Wrześniowe spotkanie, na którym omawiałyśmy książkę pt. „Córki Klanu Jeleni”, pochodzącej z Kanady pisarki, ilustratorki i malarki - Danielle Daniel, na długo pozostanie w naszej pamięci. Powieść ta zainspirowana jest historią kobiet z rodziny autorki, rdzennych mieszkanek tego kraju.
Napisana ku przestrodze przed:
- nietolerancją wobec ludzi o innej kulturze, sposobie życia i wyznawanej wierze i wartościach,
- wykluczaniem, przemocą i piętnowaniem,
- zmuszaniem, zwłaszcza przez instytucje kościelne, do przyjmowania narzuconej „jedynie” słusznej wiary.

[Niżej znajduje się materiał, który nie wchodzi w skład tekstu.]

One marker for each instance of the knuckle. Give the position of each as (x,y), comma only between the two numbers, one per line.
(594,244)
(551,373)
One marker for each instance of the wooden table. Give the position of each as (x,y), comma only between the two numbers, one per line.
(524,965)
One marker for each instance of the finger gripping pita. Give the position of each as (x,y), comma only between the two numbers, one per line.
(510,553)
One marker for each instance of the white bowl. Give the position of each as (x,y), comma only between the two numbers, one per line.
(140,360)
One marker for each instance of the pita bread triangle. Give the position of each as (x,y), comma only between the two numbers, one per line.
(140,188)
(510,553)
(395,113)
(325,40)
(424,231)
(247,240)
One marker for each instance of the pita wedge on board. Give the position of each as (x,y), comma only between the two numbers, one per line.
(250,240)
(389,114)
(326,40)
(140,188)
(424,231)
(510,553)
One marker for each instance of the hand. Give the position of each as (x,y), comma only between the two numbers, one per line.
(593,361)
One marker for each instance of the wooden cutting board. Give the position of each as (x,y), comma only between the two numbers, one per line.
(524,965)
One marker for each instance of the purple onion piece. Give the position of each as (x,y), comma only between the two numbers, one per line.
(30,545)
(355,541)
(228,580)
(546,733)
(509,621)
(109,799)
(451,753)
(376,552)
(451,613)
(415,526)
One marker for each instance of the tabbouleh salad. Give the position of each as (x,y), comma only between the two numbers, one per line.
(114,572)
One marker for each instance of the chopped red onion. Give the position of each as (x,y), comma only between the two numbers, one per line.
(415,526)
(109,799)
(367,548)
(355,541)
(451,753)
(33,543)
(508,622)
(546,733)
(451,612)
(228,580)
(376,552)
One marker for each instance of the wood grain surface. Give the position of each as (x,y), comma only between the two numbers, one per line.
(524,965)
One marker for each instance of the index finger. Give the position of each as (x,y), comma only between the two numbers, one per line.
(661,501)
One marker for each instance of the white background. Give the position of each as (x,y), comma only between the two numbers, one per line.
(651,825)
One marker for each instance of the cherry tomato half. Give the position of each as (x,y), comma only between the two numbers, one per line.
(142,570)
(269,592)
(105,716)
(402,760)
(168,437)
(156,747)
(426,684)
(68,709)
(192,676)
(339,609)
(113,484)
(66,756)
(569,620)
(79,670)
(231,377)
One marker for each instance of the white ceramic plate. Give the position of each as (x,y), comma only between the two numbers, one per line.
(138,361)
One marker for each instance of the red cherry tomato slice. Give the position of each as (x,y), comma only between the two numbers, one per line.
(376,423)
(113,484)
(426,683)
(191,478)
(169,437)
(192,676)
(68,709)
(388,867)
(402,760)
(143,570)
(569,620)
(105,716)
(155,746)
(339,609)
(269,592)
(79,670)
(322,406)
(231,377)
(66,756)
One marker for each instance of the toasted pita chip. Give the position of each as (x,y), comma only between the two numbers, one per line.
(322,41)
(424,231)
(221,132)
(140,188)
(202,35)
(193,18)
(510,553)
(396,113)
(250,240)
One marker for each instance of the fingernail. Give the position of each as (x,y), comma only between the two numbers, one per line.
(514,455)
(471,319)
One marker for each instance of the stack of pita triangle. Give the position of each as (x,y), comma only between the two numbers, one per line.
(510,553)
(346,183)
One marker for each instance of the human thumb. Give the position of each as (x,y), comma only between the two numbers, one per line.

Akcja rozgrywa się w XVII wieku w Nowej Francji na terytorium obecnej Kanady i ukazuje etapy kolonizacji tych ziem oraz postępowanie wobec rdzennej ludności. W ostatnim czasie temat został nagłośniony i dobrze, bo ogrom zła, który tam się wydarzył wymaga choćby oddania honoru i słowa przepraszam za wszelkie krzywdy (szkoda, że nie wszyscy to rozumieją). Trudno w kilku słowach opisać gehennę tych ludzi, którym zabrano nie tylko ziemię, ale pozbawiono tożsamości, korzeni i szeroko rozumianej kultury. Czytając nasuwa się pytanie – kto tu okazał się dzikusem (odpowiedź może zaboleć). „Córki Klanu Jeleni” to swoisty hołd złożony przez ich potomkinię tym dumnym i walecznym kobietom, o czym świadczą słowa dedykacji „Wszystkim zaginionym i zamordowanym kobietom oraz dziewczętom rdzennej ludności Wyspy Żółwia, a także tym, którzy je kochają”.
Zachęcamy do tej niełatwej, ale wartościowej i godnej przeczytania lektury.